A few years ago when I tested irrlicht, I had an old notebook with which I was testing to see its behavior, I noticed in one of the tests that programs can completely skip a condition (if) when the CPU is too stressed, it happened to me even with irrlicht engine when passing certain collisions ignoring my collision.
Well, this is similar to "branch misprediction", only that instead of being a "logical" error either of the program or of the processor not being able to interpret well where the written instruction is directed, what happened when stressing the cpu is known as "hot-spot".
The "hot-spot" occurs when an area of the semiconductor gets too hot, which can produce errors when interpreting the logic, such as skipping a condition or producing a result with respect to the expected results.
When the processor temperature is measured, it indicates a general temperature, but this temperature varies depending on the zone, one zone may be much hotter than another, and it is very difficult to handle in situations of high thermal stress.
This can make a modern game on a modern engine such as unreal engine 5, where consumption is higher, prone to crashes, no matter how many implementations you make, glitchy animations, glitchy collisions, etc.

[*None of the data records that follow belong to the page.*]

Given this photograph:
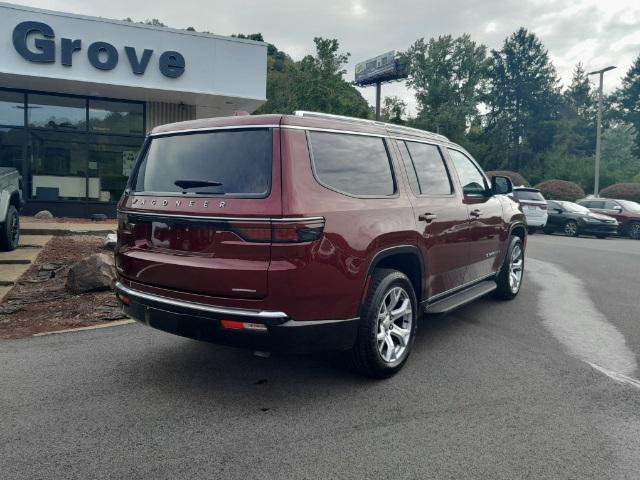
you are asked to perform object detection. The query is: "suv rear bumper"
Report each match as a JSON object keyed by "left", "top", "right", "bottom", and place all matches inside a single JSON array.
[{"left": 116, "top": 282, "right": 359, "bottom": 353}]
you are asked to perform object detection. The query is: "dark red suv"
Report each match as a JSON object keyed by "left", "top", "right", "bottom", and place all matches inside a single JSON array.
[{"left": 116, "top": 112, "right": 527, "bottom": 377}]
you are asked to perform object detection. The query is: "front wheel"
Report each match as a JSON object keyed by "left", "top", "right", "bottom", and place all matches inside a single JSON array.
[
  {"left": 564, "top": 220, "right": 578, "bottom": 237},
  {"left": 347, "top": 269, "right": 418, "bottom": 378},
  {"left": 492, "top": 236, "right": 524, "bottom": 300}
]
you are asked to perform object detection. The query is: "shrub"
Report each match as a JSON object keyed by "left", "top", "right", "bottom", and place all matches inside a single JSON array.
[
  {"left": 600, "top": 183, "right": 640, "bottom": 202},
  {"left": 485, "top": 170, "right": 531, "bottom": 187},
  {"left": 535, "top": 180, "right": 585, "bottom": 202}
]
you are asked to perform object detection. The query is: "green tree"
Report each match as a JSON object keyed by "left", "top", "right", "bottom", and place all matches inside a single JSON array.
[
  {"left": 404, "top": 34, "right": 486, "bottom": 142},
  {"left": 486, "top": 28, "right": 560, "bottom": 172},
  {"left": 380, "top": 96, "right": 407, "bottom": 125},
  {"left": 613, "top": 55, "right": 640, "bottom": 154},
  {"left": 257, "top": 37, "right": 370, "bottom": 118}
]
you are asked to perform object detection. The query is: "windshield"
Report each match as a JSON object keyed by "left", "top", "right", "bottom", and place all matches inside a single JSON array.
[
  {"left": 132, "top": 128, "right": 272, "bottom": 197},
  {"left": 618, "top": 200, "right": 640, "bottom": 213},
  {"left": 513, "top": 190, "right": 544, "bottom": 202},
  {"left": 558, "top": 202, "right": 591, "bottom": 213}
]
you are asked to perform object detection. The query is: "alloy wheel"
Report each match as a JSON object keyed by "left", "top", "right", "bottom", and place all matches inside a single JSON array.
[
  {"left": 376, "top": 287, "right": 413, "bottom": 364},
  {"left": 509, "top": 245, "right": 524, "bottom": 293}
]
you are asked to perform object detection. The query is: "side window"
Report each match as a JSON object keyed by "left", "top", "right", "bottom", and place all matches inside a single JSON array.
[
  {"left": 448, "top": 148, "right": 489, "bottom": 195},
  {"left": 309, "top": 131, "right": 396, "bottom": 196},
  {"left": 400, "top": 142, "right": 453, "bottom": 195}
]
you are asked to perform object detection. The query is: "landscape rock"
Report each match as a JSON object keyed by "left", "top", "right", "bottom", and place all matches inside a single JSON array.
[
  {"left": 34, "top": 210, "right": 54, "bottom": 220},
  {"left": 66, "top": 253, "right": 116, "bottom": 293}
]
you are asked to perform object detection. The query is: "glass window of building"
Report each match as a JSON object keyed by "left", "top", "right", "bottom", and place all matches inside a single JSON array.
[
  {"left": 27, "top": 93, "right": 87, "bottom": 131},
  {"left": 0, "top": 91, "right": 24, "bottom": 127},
  {"left": 89, "top": 135, "right": 143, "bottom": 202},
  {"left": 29, "top": 130, "right": 89, "bottom": 201},
  {"left": 0, "top": 127, "right": 24, "bottom": 171},
  {"left": 89, "top": 100, "right": 144, "bottom": 135}
]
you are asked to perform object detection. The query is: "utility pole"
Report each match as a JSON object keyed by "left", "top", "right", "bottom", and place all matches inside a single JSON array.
[
  {"left": 587, "top": 66, "right": 616, "bottom": 197},
  {"left": 376, "top": 82, "right": 382, "bottom": 120}
]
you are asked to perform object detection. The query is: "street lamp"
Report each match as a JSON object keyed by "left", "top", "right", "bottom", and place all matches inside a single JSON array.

There is a study in this regard, which can be summarized as "can cause serious problems, such as drastic loss of performance, incorrect circuit operation and reduced device lifetime. Traditional cooling solutions and design tools are no longer sufficient to mitigate these effects.":
https://sites.tufts.edu/tcal/files/2021 ... C_2021.pdf
The following study addresses "Thermally induced soft errors or delay faults capable of causing data corruption or incorrect execution.":
https://scholarworks.umass.edu/bitstrea ... 2/download
It is worth noting that these studies speak of solutions, but the problem will continue to persist as seen in current modern chips.
A thermal hot-spot can cause a logic condition to "jump", even though there is no apparent error in the code or design.
At higher temperature, MOSFET transistors:
Conduct worse (lower electron/carrier mobility).
They take longer to change state (0→1 or 1→0).
This results in internal signal delays, which can cause a signal:
- Arrive late at a logic gate,
- Not arrive before the clock edge,
- And the circuit registers an erroneous data.
For example:
Code: Select all
if (x > 5) {
doSomething();
}- Misevaluate the result.
- Not trigger the control signal.
- And the doSomething() block is not executed, even though x was greater than 5.
This is not a software bug. It is a physical bug: the logical signal did not change in time.
The processors use synchronous logic based on clock edges.
If a signal arrives late because of the hotspot:
- The logical condition is not reached.
- A comparison, an instruction, a conditional operation, etc. is skipped.
Not only can a condition be skipped, there are cases that can even change the values at the time of interpretation, known as "Bit flip", i.e. a register cell changes its value due to heat (soft error):
https://semiengineering.com/heat-relate ... c-designs/
https://dramsec.ethz.ch/papers/mathur-dramsec22.pdf
https://arxiv.org/abs/2110.10291